For most of the 20 years the Malones have lived on their ranch, Sara focused on garden spaces surrounding the house and leading to outbuildings. An adjacent hillside, about an acre and a half, she left untouched.
"Such a large space was daunting," she says. "We considered planting olives or grapes, but decided to take a piecemeal approach and eventually re-sculpted the slope. Ron likes to help with the ranch equipment, and he created the pathways I laid out."
Planting began with a greenhouse, a gift from Ron presented at Sara's retirement from a career in the financial industry. She positioned it prominently at the top of the rise with a vine-covered folly (an ornamental structure) nearby, soon filled it with plants, and a design for the slope began to evolve.

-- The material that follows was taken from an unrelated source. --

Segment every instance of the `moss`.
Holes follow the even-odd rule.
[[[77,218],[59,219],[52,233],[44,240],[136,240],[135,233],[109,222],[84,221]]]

The ensuing garden dedicated largely to conifers has become the highlight among many hundreds of plants on the property. Success lies in the interplay of diverse forms and handsome foliage. The collection is filled with intense hues that rival any floral border in any season. In winter, it positively glows.
"Light in winter is so pleasing," Malone says, "not harsh in any way. Cold air brings out a tinge of bronze, sometimes pinkish tints and certain plants reach their peak of color."
It doesn't take a sunny day for the garden to shine, not with the abundance of brilliant foliage that bedecks so many trees and shrubs less than three years after planting. Already this area has become a sumptuous display with riveting combinations of extraordinary color and texture.
The conifer garden seems to have sprung up all at once, but Sara previously had propagated many plants and systematically collected others from local sources such as Emerisa Gardens and Urban Tree Farm in Santa Rosa and Robert Peacock Nursery near Sebastopol. Pond and Garden in Cotati has proven invaluable for many Japanese maples (Acer palmatum) and specialty conifers.
If there's a secret to Malone's success, it's her talent for finding unusual species and a deft hand in creating sizzling partnerships among them, a skill she acknowledges came through years of trial, error and persistence with a goal of low maintenance among plants as attractive in winter as at any other time of year.
To ensure that the garden appears as stunning in January as it does in June, Malone selects the majority of her plants for their multiple seasons of interest. Seductive, colorful evergreen foliage nearly always wins out over showy ephemeral flowers or one-season color.
"I'm careful with deciduous species," she explains. "I love snowball viburnum blossoms in spring and its foliage in fall, and the deep burgundy and purple of Cotinus Grace and Royal Purple — I have eight of them — in three seasons, but I don't want a lot of deciduous color that quickly fades because I'd rather have winter interest."